Melanoma ... every body jumps up and down about melanoma. The word 'melanoma' generates fear in doctors and patients. But, really it is that common ? The regular physician would see one every few years! and skin cancer practitioners/dermatologists would see one every few months and, most of these are early melanomas.
Out of 100 cancers we see ~70 will be BCCs, 23-30% SCCs and the rest ~< 5% Melanomas.
SCCs Kill more people than melanomas ! But, melanomas kill quicker and in younger population and this is why people panic.
The majority of melanomas arise out of the blue and only about ~20% arise in an already existing mole. There is no point in excising funny looking moles for preventative care. Pathology owners would love doctor to biopsy every funny looking moles but for the patient and the healthcare system it's simply a big rort.
Prophylactic excision of all atypical moles in a patients with multiple moles is totally wrong. This simply encourage a false sense of security. This does not remove the back ground increased risk of melanomas.

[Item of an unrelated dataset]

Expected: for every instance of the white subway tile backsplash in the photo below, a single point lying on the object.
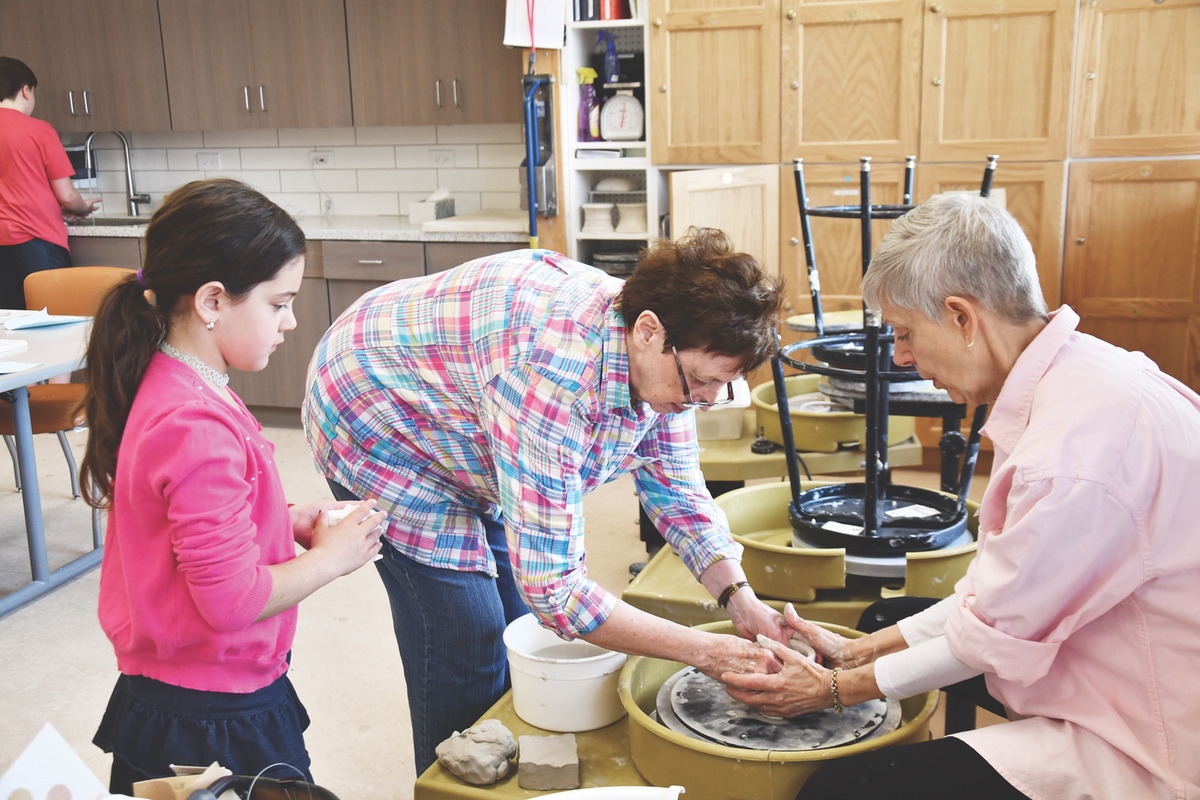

You would need to remove ~14,000 funny looking moles to pick up just 10 thin melanomas and 5 of these will be very very thin melanomas ( melanoma insitu). And, at our clinic the majority of melanomas we see are very thin i.e.. "melanoma insitu". The cost to the health system at bulking billing rate would be $714,000 per NON-insitu-thin-melanomas!!!!!
How do we diagnose melanoma:
1: Inspect for ugly duckling
2. Dermatocopic examination of lesion in question
3. Biopsy the lesion concerned.
A, Incisional if lesion is very big
B. Excisional if lesion is small
C. Shave or saucerise if lesion is superficial & in thick skinned area
How we manage melanoma:
One last note:
The majority of thin melanomas are easily treated by family doctors/dermatologist. Thick melanomas belong to the surgeons. Don't waste your time and money seeing non hospital surgeons for melanomas > 0.75mm-1mm thick. You will just be referred again, robbing you of time and bacons.